Auszug aus Posting
#373 vom 18.08.2003
Von Seiten IEM wird bzgl. der Verbindlichkeiten gerne angegeben, dass diese "gegen einzelne Filme oder Filmpakete" abgesichert sind.
o Wie hoch schätzen Sie den prozentualen Anteil an derart abgesicherten kurzfristigen und langfristigen Verbindlichkeiten? (Bitte nach kurz- und langfristigen Verbindlichkeiten getrennt angeben).
o Sehen Sie für Q3 und das Geschäftsjahr 2003 einen weiteren Abbau dieser nicht abgesicherten Verbindlichkeiten vor?
IM: Der Anteil von den abgesicherten kurzfristigen und langfristigen Verbindlichkeiten liegt bei nahezu 100 %. Für das 2. Halbjahr 2003 erwarten wir, sofern keine Neuaufnahme für neue Filmproduktionen stattfindet, mit einem weiteren Abbau der Verbindlichkeiten.
Sie geben kurzfristige Verbindlichkeiten gegenüber Kreditinstituten in Höhe von 139.6 Mio Euro an.
• Wie kurzfristig sind die Verbindlichkeiten oder anders gefragt, welche Fälligkeiten liegen diesen Verbindlichkeiten zugrunde?
IM: Die kurzfristigen Verbindlichkeiten haben eine Restlaufzeit von bis zu einem Jahr und sind durch die Minimumgarantieverträge für neue Filme abgesichert. Das heißt, dass die Zuflüsse aus den Filmen die Darlehensrückzahlungen decken.
Sie haben im textlichen Teil des Q2-Berichtes bei Eigenkapital angegeben, dass im Rahmen von Neuproduktionen projektspezifische Unsicherheiten im Bezug auf die Konzernfinanzierung bestehen.
• Was hat man sich darunter vorzustellen?
IM: Aufgrund des spezifischen Geschäfts der IM sind die Geldzuflüsse im Wesentlichen abhängig von neuen Projekten, welche zur Produktion freigegeben werden.
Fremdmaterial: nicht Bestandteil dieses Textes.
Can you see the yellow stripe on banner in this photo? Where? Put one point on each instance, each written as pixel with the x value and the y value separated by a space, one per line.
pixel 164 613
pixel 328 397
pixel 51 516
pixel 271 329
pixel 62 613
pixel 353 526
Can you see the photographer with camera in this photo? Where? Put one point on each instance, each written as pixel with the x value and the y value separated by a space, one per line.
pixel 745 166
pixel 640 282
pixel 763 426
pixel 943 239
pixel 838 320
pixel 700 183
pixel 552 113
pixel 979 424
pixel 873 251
Für das zweite Halbjahr sind deshalb wie auch in der Vergangenheit neue Produktionsstarts geplant, bei denen es jedoch zu Verschiebungen kommen kann, was wiederum negative Auswirkungen auf den Barmittelbestand der Gesellschaft und des Konzerns hervorrufen kann.
• Wieso wurde der Satz im Q2 erstmals eingefügt?
IM: Sollte es (gegen alle Planungen) zu keinen Produktionsfreigaben innerhalb des nächsten halben Jahres kommen (und damit auch zu keinen Zuflüssen von Barmitteln), so werden die Cash-Reserven auf ein Maß sinken, welche einen reibungslosen Geschäftsablauf nicht mehr ermöglichen werden. In vorigen Quartalen war dieses absolute Worst-Case-Szenario durch die Reserven im Konzern gedeckt.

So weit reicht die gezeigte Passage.